Phasen des Glücks

  • Irgendwann zu fortgeschrittener Stunde, als Bayer Leverkusen nach einem mühsamen 1:0-Erfolg gegen Sparta Prag die Runde der letzten 32 Teams im Uefa-Cup erreicht hatte und alle Fragen des internationalen Fußballs geklärt waren, warf Michael Skibbe noch einen Blick auf den Alltag. "Das Spiel gegen Hansa Rostock ist eine sehr unangenehmen Aufgabe", sagte er, und das war weit mehr als eine der üblichen Floskeln, die einem Trainer vor Duellen gegen Außenseiter so in den Sinn kommen. Bayer Leverkusen ist nämlich ein Fußballklub, der auf eine große Tradition in der Kunst der überraschenden Niederlage zurückblickt, und die Partie am Sonntag ist wie gemalt für solch ein Malheur.


    Denn gerade nach tollen Serien neigen die Rheinländer dazu, Punkte gegen vermeintlich leichte Gegner zu verschenken. In der vergangenen Rückrunde verstellten Heimniederlagen gegen Bielefeld, Bochum und Hannover den Weg zu mehr als Platz fünf, ja sogar Meisterschaften sind schon auf Grund dieser Symptomatik verloren gegangen.
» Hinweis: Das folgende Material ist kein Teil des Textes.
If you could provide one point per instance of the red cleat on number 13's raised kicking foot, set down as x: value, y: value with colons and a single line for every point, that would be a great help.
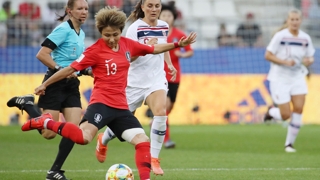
x: 36, y: 123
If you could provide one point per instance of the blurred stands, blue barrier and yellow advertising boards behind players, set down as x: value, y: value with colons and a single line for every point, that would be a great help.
x: 224, y: 82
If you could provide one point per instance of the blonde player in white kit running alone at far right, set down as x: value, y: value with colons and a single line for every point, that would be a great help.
x: 290, y: 52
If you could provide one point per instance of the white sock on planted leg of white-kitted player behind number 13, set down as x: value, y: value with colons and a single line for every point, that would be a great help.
x: 157, y: 133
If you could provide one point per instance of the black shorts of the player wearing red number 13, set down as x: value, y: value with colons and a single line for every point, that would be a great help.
x: 118, y: 120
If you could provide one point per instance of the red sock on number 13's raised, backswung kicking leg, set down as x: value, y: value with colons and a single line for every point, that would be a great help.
x: 67, y: 130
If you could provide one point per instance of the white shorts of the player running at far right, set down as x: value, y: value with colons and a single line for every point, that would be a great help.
x: 281, y: 92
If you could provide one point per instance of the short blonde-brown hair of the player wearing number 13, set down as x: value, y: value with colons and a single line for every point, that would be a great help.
x: 112, y: 17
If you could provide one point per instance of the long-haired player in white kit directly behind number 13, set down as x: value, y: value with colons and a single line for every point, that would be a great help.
x: 147, y: 78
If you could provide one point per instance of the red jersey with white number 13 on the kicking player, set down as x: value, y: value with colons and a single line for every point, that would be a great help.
x: 110, y: 70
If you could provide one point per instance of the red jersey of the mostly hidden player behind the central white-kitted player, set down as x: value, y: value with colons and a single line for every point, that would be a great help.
x: 175, y: 36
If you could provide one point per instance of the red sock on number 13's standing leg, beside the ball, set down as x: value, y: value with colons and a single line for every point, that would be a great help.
x: 143, y: 160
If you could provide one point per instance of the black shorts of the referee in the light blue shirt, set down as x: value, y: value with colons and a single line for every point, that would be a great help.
x: 62, y: 94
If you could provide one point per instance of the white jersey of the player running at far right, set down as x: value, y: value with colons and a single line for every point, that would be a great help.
x: 288, y: 47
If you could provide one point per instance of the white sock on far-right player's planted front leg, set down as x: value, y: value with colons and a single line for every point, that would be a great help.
x: 293, y: 128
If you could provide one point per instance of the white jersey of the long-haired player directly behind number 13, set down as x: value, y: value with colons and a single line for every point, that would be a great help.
x: 148, y: 69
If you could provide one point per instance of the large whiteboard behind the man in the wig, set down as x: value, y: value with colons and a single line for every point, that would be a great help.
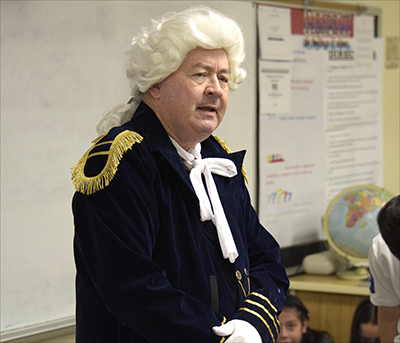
x: 62, y: 66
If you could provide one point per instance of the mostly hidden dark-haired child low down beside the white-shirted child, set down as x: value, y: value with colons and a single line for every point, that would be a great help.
x: 364, y: 328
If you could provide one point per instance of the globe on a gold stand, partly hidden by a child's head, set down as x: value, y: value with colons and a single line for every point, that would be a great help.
x: 350, y: 225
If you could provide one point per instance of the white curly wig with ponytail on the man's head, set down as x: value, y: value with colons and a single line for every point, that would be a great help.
x: 159, y: 50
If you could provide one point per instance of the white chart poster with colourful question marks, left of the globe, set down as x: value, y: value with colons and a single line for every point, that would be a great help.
x: 292, y: 156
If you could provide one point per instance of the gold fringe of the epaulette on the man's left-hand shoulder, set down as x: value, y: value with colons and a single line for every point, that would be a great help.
x: 120, y: 145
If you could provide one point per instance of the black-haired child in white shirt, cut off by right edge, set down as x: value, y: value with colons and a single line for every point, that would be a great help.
x: 384, y: 263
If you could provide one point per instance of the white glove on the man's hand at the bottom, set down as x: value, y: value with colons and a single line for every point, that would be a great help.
x: 239, y: 331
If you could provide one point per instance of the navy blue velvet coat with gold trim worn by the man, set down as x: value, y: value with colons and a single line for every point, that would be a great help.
x: 148, y: 270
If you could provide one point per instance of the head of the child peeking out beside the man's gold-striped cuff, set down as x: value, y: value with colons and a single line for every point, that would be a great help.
x: 294, y: 320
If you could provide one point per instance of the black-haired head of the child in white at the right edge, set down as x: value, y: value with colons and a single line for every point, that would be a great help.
x: 389, y: 225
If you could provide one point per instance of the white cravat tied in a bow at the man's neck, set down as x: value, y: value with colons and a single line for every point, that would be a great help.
x: 221, y: 166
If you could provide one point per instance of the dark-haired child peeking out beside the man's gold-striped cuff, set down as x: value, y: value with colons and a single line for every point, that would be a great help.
x: 294, y: 324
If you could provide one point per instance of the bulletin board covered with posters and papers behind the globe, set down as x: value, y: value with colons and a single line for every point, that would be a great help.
x: 320, y: 114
Es wurde auch schon reichlich über diese Tendenz zur Wankelmütigkeit im Wesen des Klubs debattiert, Skibbe indes wehrt derlei Überlegungen mittlerweile ab: "Ich glaube, dass wir gar nicht so großen Schwankungen unterliegen", sagt er, es gebe eben "Phasen, in denen hat man etwas Pech, und andere, in denen hat man Glück".


    Wende durch Platzverweis


    So gesehen haben die Leverkusener derzeit sehr viel Glück. Den zuletzt vier Siegen in der Bundesliga folgte nun der Erfolg im Uefa-Cup gegen einen Gegner, der lange Zeit mindestens ebenbürtig war. Kurioserweise war es eine Rote Karte für Carsten Ramelow (61.), die als Wendepunkt zugunsten der Leverkusener diente. Zu zehnt hatten die Deutschen das Spiel im Griff. Kurz nach Ramelows Tätlichkeit schmiss sich Manuel Friedrich in eine Ecke, die in den Strafraum segelte, bekam den Ball an die Schulter und erzielte so das Siegtor (72.). So ist das eben in Phasen des Glücks.


    Dennoch häufen sich die Signale, dass der traditionelle Dämpfer bald folgen könnte. Schon am Donnerstag wirkte die Mannschaft lange Zeit müde, tat sich schwer gegen einen defensiven Gegner und war anfällig für Konter. Zudem hinterlässt dieser Herbst mit vielen englischen Wochen langsam seine Spuren: Sergej Barbarez konnte gegen Prag auf Grund eines eingeklemmten Nervs nicht mitwirken, und der nach der längsten Verletzung seiner Karriere wieder genesene Bernd Schneider wurde eingewechselt, musste aber nach 15 Minuten mit Wadenproblemen wieder vom Feld.


    Alle fiebern natürlich ohnehin eher dem großen Jahresfinale entgegen als der Pflichtaufgabe gegen Hansa Rostock. Am 17. Spieltag tritt die Mannschaft bei Werder Bremen an, und wenn alles nach Wunsch läuft, wird sie dort aus eigener Kraft die Möglichkeit haben, ganz nah an die Champions-League-Plätze heranzurücken. Voraussetzung dafür ist allerdings, endlich die alte Krankheit auszuheilen: die Neigung zum überraschenden Misserfolg inmitten glücklicher Zeiten.